The Financial Accounting Standards Board (FASB) has been busy lately issuing exposure drafts on disclosure improvements, income tax disclosures and income tax accounting. You note that I said disclosure improvements, not simplification and especially not reduction for the first exposure draft. The exposure draft was in response to a Securities and Exchange Commission (SEC) request to consider incorporating several SEC mandated disclosures in generally accepted accounting principles (GAAP). Most of the changes are minor and will not require any significant additional work by preparers, but there are a few you might want to take a look at a little closer.

The first is a requirement to disclose the calculation method for dilutive securities in determining earning per share (EPS). GAAP requires preparers to calculate the dilutive effect using two methods and then use the method that results in the lowest EPS. This means that a company might be switching methods from quarter to quarter to comply with GAAP.

The proposal is for companies to disclose the specific method used each quarter. Making the disclosure does not really require any additional work, but to the uninitiated investor seeing a company change calculation methods each quarter might raise questions about “shenanigans” going on at the company when, in fact, the company is simply following a GAAP requirement. When companies have a choice in methods, it makes perfect sense to disclose that choice. When companies are required to use a specific method each quarter, even if that method changes, disclosing the change only serves to confuse rather than inform investors.

The second proposal is to require that prior financial information – think income statement and balance sheet – for acquired companies be included in the footnotes to a newly consolidated company’s audited financial statements. The practicality of this requirement could be problematic from an audit perspective. If a predecessor auditor existed, there are potential concerns about how to incorporate that work into the successor auditor opinion, but at least a path on how to handle those situations exists within the auditing standards.

The bigger problem comes from cases where the acquired entity was not audited. I know that would be rare to nonexistent for material public company acquisitions, but this is a change in GAAP and a private company acquiring an unaudited entity would have to comply with the disclosure requirement or get an adverse opinion. It is possible that a private entity may not even be able to comply with the disclosure requirement if they wanted to.
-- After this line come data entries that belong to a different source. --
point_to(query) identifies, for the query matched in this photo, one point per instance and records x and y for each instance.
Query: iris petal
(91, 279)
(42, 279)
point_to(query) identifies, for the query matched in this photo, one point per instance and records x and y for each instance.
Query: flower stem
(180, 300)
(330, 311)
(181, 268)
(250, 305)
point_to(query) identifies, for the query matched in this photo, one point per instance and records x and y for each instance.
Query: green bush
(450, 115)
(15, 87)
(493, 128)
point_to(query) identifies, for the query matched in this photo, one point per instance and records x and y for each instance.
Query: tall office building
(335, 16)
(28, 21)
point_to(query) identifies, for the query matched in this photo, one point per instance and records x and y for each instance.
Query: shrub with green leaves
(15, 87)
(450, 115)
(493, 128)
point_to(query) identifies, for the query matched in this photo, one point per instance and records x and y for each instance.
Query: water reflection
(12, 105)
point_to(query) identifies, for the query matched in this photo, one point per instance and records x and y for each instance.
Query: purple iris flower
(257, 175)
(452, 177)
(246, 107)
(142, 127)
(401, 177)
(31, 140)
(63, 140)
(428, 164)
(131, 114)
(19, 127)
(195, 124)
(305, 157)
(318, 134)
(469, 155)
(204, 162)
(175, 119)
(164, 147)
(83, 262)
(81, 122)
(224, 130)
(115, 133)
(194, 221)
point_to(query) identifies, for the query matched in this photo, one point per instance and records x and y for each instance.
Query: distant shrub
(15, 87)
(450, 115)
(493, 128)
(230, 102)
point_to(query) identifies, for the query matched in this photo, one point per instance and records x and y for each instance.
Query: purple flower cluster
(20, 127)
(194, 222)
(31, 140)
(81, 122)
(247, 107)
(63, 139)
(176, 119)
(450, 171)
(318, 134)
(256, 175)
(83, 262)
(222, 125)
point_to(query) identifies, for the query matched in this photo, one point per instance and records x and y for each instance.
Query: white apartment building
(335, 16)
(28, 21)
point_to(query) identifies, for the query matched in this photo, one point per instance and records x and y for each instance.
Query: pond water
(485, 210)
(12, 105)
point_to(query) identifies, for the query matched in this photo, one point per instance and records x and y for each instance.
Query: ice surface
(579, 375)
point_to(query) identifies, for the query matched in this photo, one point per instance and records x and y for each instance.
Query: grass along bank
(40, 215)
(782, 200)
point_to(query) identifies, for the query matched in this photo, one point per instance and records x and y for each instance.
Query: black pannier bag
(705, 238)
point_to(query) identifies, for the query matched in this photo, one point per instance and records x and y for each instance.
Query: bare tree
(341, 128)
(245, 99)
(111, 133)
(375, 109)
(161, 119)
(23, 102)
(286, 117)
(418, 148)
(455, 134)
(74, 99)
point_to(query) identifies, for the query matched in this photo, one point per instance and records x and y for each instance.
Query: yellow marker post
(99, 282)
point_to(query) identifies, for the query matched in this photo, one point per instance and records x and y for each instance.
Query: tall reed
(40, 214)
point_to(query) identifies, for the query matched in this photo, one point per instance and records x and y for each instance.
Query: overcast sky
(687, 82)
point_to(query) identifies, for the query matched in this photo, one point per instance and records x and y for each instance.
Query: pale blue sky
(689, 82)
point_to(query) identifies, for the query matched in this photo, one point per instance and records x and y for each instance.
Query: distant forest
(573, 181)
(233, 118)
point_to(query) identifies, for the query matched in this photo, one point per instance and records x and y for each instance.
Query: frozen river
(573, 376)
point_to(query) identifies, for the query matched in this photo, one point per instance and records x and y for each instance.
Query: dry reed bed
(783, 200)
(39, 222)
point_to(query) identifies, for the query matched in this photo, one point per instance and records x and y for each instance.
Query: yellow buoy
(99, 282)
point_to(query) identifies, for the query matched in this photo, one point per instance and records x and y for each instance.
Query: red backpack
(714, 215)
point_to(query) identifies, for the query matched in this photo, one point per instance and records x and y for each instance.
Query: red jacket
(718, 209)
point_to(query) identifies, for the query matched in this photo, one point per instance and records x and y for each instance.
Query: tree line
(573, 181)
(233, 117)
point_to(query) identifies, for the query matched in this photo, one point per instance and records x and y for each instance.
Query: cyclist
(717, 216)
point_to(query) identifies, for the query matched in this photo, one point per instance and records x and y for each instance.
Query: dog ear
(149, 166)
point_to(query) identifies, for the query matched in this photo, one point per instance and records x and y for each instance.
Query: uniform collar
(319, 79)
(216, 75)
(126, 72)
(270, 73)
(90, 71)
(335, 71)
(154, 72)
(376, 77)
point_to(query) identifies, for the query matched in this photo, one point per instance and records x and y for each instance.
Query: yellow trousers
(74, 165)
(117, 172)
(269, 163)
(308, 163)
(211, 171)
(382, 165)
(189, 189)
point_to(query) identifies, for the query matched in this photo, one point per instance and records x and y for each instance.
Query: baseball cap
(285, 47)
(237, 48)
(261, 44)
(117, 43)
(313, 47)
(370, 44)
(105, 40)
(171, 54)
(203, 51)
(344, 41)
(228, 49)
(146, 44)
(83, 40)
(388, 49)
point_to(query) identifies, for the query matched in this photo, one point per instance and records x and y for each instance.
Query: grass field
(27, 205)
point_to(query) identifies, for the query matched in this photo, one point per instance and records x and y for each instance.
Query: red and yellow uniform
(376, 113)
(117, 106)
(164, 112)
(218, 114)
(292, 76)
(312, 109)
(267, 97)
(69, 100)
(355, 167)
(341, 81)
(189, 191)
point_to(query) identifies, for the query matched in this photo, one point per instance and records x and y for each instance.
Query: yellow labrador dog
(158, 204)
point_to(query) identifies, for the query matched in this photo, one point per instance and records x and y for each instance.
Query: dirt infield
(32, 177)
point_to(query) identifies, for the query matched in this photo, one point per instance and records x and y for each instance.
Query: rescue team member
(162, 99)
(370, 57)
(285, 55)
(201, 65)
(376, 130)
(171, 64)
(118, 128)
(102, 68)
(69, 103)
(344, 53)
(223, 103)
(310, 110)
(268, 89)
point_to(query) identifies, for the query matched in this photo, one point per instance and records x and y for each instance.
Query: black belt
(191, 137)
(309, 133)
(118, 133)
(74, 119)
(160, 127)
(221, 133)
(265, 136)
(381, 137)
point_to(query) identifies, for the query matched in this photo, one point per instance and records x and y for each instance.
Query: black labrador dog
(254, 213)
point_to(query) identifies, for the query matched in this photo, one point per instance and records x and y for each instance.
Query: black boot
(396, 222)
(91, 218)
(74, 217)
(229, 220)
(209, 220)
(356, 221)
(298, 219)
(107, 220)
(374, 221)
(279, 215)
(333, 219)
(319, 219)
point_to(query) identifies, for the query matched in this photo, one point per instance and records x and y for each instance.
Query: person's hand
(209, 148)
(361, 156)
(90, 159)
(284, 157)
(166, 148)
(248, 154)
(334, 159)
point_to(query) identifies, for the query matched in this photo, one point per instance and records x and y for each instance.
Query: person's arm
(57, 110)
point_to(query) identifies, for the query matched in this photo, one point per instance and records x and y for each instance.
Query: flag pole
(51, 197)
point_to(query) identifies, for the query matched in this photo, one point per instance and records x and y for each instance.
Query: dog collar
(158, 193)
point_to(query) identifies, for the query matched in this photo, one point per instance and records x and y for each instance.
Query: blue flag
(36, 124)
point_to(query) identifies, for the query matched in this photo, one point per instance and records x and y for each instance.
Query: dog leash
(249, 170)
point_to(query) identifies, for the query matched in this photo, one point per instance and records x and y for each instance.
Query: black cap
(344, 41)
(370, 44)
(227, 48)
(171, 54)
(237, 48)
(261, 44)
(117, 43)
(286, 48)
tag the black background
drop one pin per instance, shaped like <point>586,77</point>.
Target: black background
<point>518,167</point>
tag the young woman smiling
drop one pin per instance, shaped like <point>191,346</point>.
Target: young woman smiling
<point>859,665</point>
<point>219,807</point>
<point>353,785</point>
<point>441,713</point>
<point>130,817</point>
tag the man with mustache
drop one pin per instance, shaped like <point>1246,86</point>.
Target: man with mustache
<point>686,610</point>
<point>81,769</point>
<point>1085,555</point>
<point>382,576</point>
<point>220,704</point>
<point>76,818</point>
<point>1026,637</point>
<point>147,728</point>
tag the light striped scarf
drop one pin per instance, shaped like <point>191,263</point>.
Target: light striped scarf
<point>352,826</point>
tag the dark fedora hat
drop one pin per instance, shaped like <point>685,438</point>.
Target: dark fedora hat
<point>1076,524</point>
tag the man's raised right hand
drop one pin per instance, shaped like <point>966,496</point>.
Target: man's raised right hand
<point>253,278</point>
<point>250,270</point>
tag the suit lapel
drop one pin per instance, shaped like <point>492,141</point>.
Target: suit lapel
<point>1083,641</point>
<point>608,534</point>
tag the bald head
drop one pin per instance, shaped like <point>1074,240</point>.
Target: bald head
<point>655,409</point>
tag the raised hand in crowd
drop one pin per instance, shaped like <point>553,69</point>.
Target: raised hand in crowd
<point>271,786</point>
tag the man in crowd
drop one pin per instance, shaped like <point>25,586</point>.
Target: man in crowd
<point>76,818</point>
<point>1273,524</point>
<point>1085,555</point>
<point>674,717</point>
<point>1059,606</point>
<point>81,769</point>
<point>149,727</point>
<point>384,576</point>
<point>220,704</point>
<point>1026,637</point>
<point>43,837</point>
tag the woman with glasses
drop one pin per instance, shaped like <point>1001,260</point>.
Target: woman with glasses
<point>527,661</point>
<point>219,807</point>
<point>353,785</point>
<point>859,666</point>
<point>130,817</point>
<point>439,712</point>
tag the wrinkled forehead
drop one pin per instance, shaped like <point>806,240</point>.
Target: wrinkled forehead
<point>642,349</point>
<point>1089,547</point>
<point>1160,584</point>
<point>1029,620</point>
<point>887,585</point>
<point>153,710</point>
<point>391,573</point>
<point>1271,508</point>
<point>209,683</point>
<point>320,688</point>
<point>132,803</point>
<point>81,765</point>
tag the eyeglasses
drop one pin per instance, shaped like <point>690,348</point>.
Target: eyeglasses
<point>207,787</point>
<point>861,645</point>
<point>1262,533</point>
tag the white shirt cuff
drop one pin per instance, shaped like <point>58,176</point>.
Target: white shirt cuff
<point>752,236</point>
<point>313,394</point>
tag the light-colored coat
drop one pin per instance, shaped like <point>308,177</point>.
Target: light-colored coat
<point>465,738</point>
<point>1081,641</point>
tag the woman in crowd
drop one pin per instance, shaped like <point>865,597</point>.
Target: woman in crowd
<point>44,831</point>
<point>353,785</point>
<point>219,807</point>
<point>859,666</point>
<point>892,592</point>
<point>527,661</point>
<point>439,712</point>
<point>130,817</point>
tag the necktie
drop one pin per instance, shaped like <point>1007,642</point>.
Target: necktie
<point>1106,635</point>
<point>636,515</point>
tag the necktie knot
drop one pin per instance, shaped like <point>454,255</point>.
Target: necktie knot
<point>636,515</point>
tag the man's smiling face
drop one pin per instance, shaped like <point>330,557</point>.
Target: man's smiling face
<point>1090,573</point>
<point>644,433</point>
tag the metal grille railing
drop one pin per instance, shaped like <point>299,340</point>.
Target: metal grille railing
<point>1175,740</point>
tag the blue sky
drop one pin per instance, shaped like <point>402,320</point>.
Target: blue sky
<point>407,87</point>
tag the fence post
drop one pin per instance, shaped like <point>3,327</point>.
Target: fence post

An auditor may not be able to audit certain amounts – think inventory or cost of goods sold – that happened in the past. If those numbers can’t be audited, then a clean opinion may be impossible to obtain. Is that really a proper result for private companies acquiring small, but material unaudited entities?

Finally, an overall concern is the migration of public company reporting requirements from the SEC to reporting requirements for all companies, whether public or private. We already have a strain between the requirements in GAAP that is focused on public companies and the needs of private company financial statement preparers and users. While a majority of the changes proposed seemed appropriately applicable to both, the precedent-setting aspect of a public company focused SEC dictating GAAP used by private companies is something we all need to recognize as a path fraught with pitfalls that requires an extra layer of deliberation to make sure GAAP is serving all constituents, not just the fewer larger public companies.